Oberlandesgericht Koblenz Beschluss03.06.2009

Ersteigerung eines Porsche für 5,50 Euro bei eBay nicht rechtmäßigKlage auf Schadensersatz bleibt erfolglos – Vorgehensweise ist rechts­miss­bräuchlich

Ein Käufer, der bei einer – vom Verkäufer nach kurzer Zeit abgebrochenen – Internetauktion ein hochwertiges Fahrzeug für 5,50 Euro ersteigert, das Fahrzeug dann jedoch nicht erhält, kann vom Verkäufer nicht ohne Weiteres Schadensersatz verlangen. Diesem Anspruch kann der Einwand des Rechts­miss­brauchs entgegenstehen. Dies entschied das Oberlan­des­gericht Koblenz.

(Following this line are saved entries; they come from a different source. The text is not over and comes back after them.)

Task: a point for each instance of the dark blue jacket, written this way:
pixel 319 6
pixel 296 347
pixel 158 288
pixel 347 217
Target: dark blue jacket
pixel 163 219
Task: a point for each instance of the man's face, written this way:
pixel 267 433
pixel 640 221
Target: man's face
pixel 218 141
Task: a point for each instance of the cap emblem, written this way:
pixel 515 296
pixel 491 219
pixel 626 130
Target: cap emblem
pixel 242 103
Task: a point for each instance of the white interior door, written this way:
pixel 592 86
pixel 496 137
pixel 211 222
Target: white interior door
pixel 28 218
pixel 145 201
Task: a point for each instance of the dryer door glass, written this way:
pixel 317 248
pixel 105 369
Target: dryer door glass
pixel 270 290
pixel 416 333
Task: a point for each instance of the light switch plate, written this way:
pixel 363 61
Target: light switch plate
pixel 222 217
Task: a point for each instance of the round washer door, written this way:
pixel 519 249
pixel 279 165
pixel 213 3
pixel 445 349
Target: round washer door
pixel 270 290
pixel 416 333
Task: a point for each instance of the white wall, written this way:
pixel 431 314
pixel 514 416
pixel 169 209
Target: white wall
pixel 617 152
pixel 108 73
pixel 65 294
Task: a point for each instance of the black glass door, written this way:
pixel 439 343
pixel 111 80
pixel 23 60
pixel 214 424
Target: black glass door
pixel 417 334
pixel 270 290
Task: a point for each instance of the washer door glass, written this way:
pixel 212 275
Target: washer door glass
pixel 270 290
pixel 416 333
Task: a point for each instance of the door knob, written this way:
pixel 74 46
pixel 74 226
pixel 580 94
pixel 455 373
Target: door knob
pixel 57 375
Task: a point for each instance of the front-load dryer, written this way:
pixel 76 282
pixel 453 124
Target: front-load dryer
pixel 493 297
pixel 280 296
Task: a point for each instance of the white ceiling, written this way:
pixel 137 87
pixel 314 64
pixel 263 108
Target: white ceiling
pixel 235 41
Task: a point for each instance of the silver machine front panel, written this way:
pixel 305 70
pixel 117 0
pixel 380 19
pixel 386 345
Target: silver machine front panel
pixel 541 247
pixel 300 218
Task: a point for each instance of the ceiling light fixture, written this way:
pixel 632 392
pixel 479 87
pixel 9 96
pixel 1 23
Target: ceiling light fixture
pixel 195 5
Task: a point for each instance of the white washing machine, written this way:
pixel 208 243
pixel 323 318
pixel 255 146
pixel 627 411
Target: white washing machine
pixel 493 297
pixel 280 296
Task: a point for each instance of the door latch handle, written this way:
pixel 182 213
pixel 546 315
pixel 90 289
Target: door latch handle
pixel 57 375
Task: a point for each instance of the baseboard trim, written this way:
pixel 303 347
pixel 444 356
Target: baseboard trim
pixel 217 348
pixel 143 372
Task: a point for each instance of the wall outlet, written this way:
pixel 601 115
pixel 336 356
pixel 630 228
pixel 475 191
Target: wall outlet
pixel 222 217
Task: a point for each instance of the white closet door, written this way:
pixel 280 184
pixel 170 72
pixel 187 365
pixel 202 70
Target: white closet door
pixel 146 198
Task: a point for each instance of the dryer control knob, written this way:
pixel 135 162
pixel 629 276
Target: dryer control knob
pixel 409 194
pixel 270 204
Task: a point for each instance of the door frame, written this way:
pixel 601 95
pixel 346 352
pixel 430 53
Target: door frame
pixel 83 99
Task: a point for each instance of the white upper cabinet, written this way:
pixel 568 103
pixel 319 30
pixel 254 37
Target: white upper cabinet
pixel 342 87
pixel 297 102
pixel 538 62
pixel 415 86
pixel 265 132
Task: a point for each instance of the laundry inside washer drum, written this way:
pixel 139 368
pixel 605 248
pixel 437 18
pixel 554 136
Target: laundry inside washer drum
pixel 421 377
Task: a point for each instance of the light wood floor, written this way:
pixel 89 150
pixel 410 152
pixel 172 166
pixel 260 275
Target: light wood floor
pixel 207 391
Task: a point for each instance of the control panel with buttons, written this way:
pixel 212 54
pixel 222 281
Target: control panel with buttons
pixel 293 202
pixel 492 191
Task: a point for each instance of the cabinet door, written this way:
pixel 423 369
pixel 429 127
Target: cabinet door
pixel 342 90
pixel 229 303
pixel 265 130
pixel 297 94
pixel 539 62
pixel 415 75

Der Beklagte aus Koblenz bot am 12. August 2008 über das Internet-Auktionshaus eBay einen am 16. April 2007 erstmals zugelassenen Porsche 911/997 Carrera 2 S Coupé, der einen Neuwert von mehr als 105.000,- Euro hatte, zu einem Mindestgebot von 1,- Euro zur Versteigerung an. Nach wenigen Minuten beendete der Beklagte, dem nach seinem Vorbringen bei der Einstellung des Angebots im Internet ein Fehler unterlaufen war, die Auktion vorzeitig. Zu diesem Zeitpunkt hatte der Kläger, ein Mann aus dem Raum Tübingen, ein Kaufangebot in Höhe von 5,50 Euro für das Fahrzeug abgegeben.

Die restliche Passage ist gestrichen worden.